Monday, 11 July 2011

"I call my cancer Rupert"

"The Dirty Digger"
Rupert Murdoch (Media Mogul, born Australia 1931)

As a writer you will know that one of the favourite fantasy plots is where a character's told you've got three months to live, and who would you kill? I call my cancer Rupert. Because that man Murdoch is the one who, if I had the time (I've got too much writing to do)... I would shoot the bugger if I could. - Dennis Potter, 1994

As the events surrounding the hacking scandal at the News of the World, News International and Rupert Murdoch have unfolded in the past week, I have thought often about that last painful interview that playwright Dennis Potter gave to Melvyn Bragg shortly before his death in 1994.

In it Potter spoke passionately about Murdoch's responsibility for the pollution of the British press and political life.

Just exactly what Potter was warning us of has now become clear, perhaps even to our politicians who have cravenly allowed an American citizen who pays no UK taxes to become the most powerful person in the land.

Throughout the Blair years there were regular, usually secret meetings between Prime Minister and Media Mogul.

In 2003, when Tony Blair was agonising over the decision to take the UK into a war in Iraq, without a UN reolution, and against the wishes of the majority of the UK population, he spoke on the phone to Murdoch three times in the ten days before the invasion.
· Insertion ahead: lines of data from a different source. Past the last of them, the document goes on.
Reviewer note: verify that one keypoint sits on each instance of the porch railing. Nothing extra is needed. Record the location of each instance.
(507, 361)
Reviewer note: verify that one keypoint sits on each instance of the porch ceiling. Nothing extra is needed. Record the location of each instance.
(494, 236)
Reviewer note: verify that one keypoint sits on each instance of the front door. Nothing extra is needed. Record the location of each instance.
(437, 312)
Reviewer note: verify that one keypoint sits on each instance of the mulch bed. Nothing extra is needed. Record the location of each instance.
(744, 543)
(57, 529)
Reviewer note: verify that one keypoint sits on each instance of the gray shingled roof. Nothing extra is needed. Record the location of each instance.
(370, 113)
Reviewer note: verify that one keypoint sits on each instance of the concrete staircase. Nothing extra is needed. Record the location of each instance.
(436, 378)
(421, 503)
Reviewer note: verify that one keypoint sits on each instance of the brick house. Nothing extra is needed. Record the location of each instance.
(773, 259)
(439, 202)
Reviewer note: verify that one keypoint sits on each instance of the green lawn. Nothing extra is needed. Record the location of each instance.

Murdoch's news organisation, and particularly Fox News in the US, was of course the major cheerleader for the Iraq invasion.

If anything the Murdoch Cameron relationship has been even closer, based on social relationships, particularly with Rebekah Brooks, former Editor of the News of the World, and the appointment of her predecessor, the now disgraced Andy Coulson, as Cameron's communications director. Their efforts were crowned by the announcement in 2009 that after 12 years of supporting Labour, the Sun was switching allegiance.

In 2010 when David Cameron was elected Prime MInister lo and behold one of his first visitors at No 10 Downing Street was Rupert Murdoch, admitted through the back door, away from the public gaze. What did they talk about one wonders?

For a long time one doubted if it would ever be possible to elect a Prime Minister who did not meet Mr Murdoch's approval. The events of the past week now give some hope that his power at last is on the wane.

Congratulations to the Guardian who over the years has made most of the running on this story. C.P. Scott would I think be proud of it. The photo and caption at the top comes from the Financial Times.